Reactive oxygen species (ROS) primarily arise as by-products of normal metabolic activities and are thought to influence the etiology of age-related diseases. If ROS contribute to aging, then the aging process would be slowed if either the production of ROS were reduced or the endogenous anti-oxidant or repair activities were increased. Indeed, genetic mutations and manipulations that confer resistance to oxidative stress also cause extended life-span; however, dietary antioxidant supplements have been shown to have very limited effects on longevity.

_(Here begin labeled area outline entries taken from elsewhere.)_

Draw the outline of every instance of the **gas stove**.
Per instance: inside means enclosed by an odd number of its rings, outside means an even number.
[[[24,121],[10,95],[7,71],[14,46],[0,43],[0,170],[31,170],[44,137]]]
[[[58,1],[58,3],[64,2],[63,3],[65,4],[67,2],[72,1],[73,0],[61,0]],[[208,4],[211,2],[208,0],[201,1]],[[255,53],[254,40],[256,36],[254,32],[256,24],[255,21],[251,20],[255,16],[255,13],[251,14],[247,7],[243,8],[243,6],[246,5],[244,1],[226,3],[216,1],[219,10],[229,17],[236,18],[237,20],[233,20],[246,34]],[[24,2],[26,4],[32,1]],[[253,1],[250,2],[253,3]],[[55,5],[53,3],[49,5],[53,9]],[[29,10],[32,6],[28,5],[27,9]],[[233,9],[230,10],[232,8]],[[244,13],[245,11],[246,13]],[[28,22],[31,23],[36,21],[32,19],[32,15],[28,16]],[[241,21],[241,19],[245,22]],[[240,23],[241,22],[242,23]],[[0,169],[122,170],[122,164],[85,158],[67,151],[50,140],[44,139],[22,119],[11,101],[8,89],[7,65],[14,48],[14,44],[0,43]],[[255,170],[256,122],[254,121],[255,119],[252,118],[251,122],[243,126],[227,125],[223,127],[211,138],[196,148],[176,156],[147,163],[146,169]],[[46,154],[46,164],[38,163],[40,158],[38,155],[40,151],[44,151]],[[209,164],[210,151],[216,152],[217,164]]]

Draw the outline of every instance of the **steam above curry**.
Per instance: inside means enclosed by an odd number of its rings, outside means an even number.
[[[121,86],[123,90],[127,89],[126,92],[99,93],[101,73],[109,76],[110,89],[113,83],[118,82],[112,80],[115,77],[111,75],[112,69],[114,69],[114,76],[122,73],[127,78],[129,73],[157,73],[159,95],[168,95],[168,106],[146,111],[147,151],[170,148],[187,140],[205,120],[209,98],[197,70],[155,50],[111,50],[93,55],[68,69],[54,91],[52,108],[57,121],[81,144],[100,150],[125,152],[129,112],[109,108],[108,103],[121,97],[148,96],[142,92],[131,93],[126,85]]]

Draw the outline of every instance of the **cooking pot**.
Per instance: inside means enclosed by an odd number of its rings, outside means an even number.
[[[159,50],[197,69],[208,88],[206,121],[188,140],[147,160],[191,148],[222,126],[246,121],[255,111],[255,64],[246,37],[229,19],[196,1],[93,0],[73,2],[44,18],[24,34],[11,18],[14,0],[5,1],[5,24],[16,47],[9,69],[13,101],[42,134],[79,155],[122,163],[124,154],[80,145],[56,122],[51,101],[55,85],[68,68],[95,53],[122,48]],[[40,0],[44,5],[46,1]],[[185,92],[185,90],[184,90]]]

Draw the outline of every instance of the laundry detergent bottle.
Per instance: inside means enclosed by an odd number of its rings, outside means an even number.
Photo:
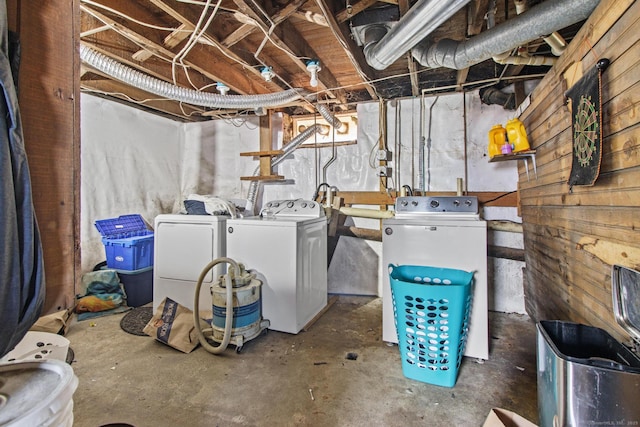
[[[526,151],[530,148],[527,131],[524,129],[524,124],[520,119],[511,119],[507,122],[507,137],[514,153]]]
[[[489,157],[502,153],[502,146],[506,143],[506,129],[502,125],[495,125],[489,131]]]

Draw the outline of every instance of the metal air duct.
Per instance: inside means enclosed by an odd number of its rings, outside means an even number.
[[[384,70],[469,1],[419,0],[390,31],[384,25],[372,25],[364,37],[367,63]]]
[[[587,19],[599,1],[547,0],[466,41],[443,39],[432,44],[423,40],[412,55],[425,67],[462,70]]]

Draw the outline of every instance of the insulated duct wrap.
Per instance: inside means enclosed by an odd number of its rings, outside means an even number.
[[[80,59],[103,73],[154,95],[209,108],[255,109],[286,105],[305,96],[299,89],[265,95],[219,95],[187,89],[151,77],[90,47],[80,45]]]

It was decided to test the oxygen radical theory of aging by the development of synthetic catalytic compounds that ameliorate oxidative stress in several disease models and partially rescue mice that are mutant for mitochondrial superoxide dismutase (SOD). It was tested the effect of two mimetics, EUK-8 and EUK-134, on life span in Caenorhabditis elegans. In vitro, these compounds exhibit both SOD- and catalase-like activities (they are SOD/catalase mimetics). EUK-134 is an analog of EUK-8, with increased catalase activity and equivalent SOD activity (13).
Synchronous adult hermaphrodite populations of worms were treated in S medium with various concentrations of mimetics and maintained those populations concurrently with control populations of untreated wild-type worms and, in some experiments, of long-lived age-l(hx546) mutant worms. In every experiment, treatment of wild-type worms with SOD/catalase mimetics significantly increased mean and maximum life span. Treatment of wild-type worms with 0.05mM EUK-134 resulted in an increase in mean life span of 54%. Higher concentrations of EUK-134 and various concentrations of ELK-8 also extended life span. No overall dose response was observed. These compounds probably enter the worm through ingestion alone. As the worms age, they feed less, and consequently there is likely to be an increasing limitation on the amount of drug taken up.

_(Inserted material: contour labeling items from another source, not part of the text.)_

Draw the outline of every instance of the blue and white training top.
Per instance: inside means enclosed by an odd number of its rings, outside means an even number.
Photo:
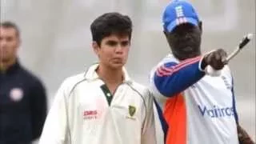
[[[238,144],[233,80],[227,66],[218,77],[201,70],[202,57],[179,62],[168,54],[150,74],[163,102],[166,144]],[[168,129],[166,129],[168,128]]]

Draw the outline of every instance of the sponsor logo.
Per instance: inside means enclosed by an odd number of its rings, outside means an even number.
[[[93,120],[98,118],[98,111],[97,110],[85,110],[83,112],[83,119],[86,120]]]
[[[136,113],[136,107],[134,106],[130,105],[128,107],[128,110],[129,110],[129,116],[126,116],[126,118],[130,118],[132,120],[135,120],[136,118],[134,118],[135,113]]]
[[[23,98],[23,90],[21,88],[13,88],[10,91],[10,98],[14,102],[19,102]]]
[[[226,77],[224,77],[224,76],[222,76],[222,79],[223,80],[226,89],[231,90],[232,89],[232,85],[229,83],[227,78]]]
[[[202,116],[210,118],[230,117],[234,115],[233,107],[218,107],[217,106],[206,107],[206,106],[201,106],[198,105],[198,109]]]

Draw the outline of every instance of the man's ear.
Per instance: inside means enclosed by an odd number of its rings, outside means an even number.
[[[201,30],[201,34],[202,34],[202,21],[199,21],[198,26],[199,26],[199,29]]]
[[[92,47],[94,48],[94,51],[96,54],[96,55],[99,56],[99,46],[98,45],[97,42],[94,41],[91,44]]]

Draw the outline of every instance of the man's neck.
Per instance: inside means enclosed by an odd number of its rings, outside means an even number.
[[[0,60],[0,71],[6,71],[11,66],[13,66],[16,62],[16,58],[4,61]]]
[[[97,70],[97,74],[106,85],[118,86],[123,80],[123,73],[122,69],[113,70],[100,65]]]

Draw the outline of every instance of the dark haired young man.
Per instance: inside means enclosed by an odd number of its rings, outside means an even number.
[[[106,13],[90,30],[98,63],[62,84],[40,144],[155,144],[153,97],[124,68],[131,20]]]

Genetic approach was performed in order to determine the mode of action of the mimetics. It was examined the effects of EUK-134 on the life span of a mutant worm strain that exhibits accelerated aging. Mutation of the mev-l gene, encoding the cytochrome b subunit of succinate dehydrogenase (complex 11) of the electron transport chain, results in an elevated accumulation of oxidative damage during aging, an increased sensitivity to oxygen, and a life-span shortened by 37%. Treatment with 0.5mM EUK-134 restored a normal life-span to the mev-l(kn1) mutants by increasing their life-span by 67%. These results are consistent with amelioration of an endogenous and chronic oxidative stress.
Genetic manipulation of the life span is generally associated with pleiotropic effects on life history traits such as reduced fertility and altered growth rate. Consequently, it was tested whether the SOD/catalase mimetics affected such trails. Treatment of wild-type worms with mimetics did not significantly alter either hermaphrodite self-fertility or body size measured at two stages during development. These results suggest that the mimetic-associated life-span increase is not due to a nonspecific reduction in metabolism. This is consistent with the observation that the treated worms did not appear moribund until close to the end of the extended life span.

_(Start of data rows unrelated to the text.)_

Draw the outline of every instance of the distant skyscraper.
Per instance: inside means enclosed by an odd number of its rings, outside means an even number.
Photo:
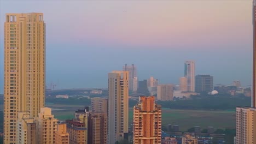
[[[129,79],[127,71],[108,74],[108,143],[115,143],[128,133]]]
[[[158,100],[162,101],[172,100],[174,85],[172,84],[158,86]]]
[[[7,14],[4,23],[4,143],[16,143],[18,112],[44,106],[45,28],[42,13]]]
[[[182,77],[179,78],[179,91],[182,92],[188,91],[188,84],[187,77]]]
[[[134,144],[161,144],[161,113],[155,97],[140,97],[133,106]]]
[[[187,77],[188,92],[195,92],[195,62],[185,61],[185,74]]]
[[[253,1],[253,79],[252,107],[236,107],[236,136],[239,144],[256,143],[256,1]]]
[[[154,79],[154,77],[151,76],[147,80],[147,86],[149,87],[156,87],[158,85],[158,80]]]
[[[93,112],[108,113],[108,99],[102,98],[91,99],[91,111]]]
[[[237,88],[238,88],[241,87],[240,81],[234,81],[232,85],[236,86]]]
[[[137,77],[136,67],[133,64],[131,66],[127,65],[127,64],[125,64],[123,67],[123,70],[129,71],[129,91],[136,92],[137,89],[136,86],[138,85],[138,84],[135,83],[136,81],[134,81],[133,79]]]
[[[147,81],[146,80],[138,81],[138,90],[137,91],[137,93],[144,94],[144,95],[148,95],[149,92],[148,91],[147,86]]]
[[[197,75],[195,77],[195,91],[211,92],[213,88],[213,77],[210,75]]]

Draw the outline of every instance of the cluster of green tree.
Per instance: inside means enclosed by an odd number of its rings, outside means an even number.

It was demonstrated that treatment of adult hermaphrodite worms with SOD/catalase mimetics causes a large increase in life span. In addition, these compounds rescue the life-span defect of the mev-l(kn1) mutation. It could be stated that EUK-8 and ELK-134 extend life span by augmenting natural antioxidant defenses without having any overt effects on other trails. These results suggest that endogenous oxidative stress is a major determinant of the rate of aging.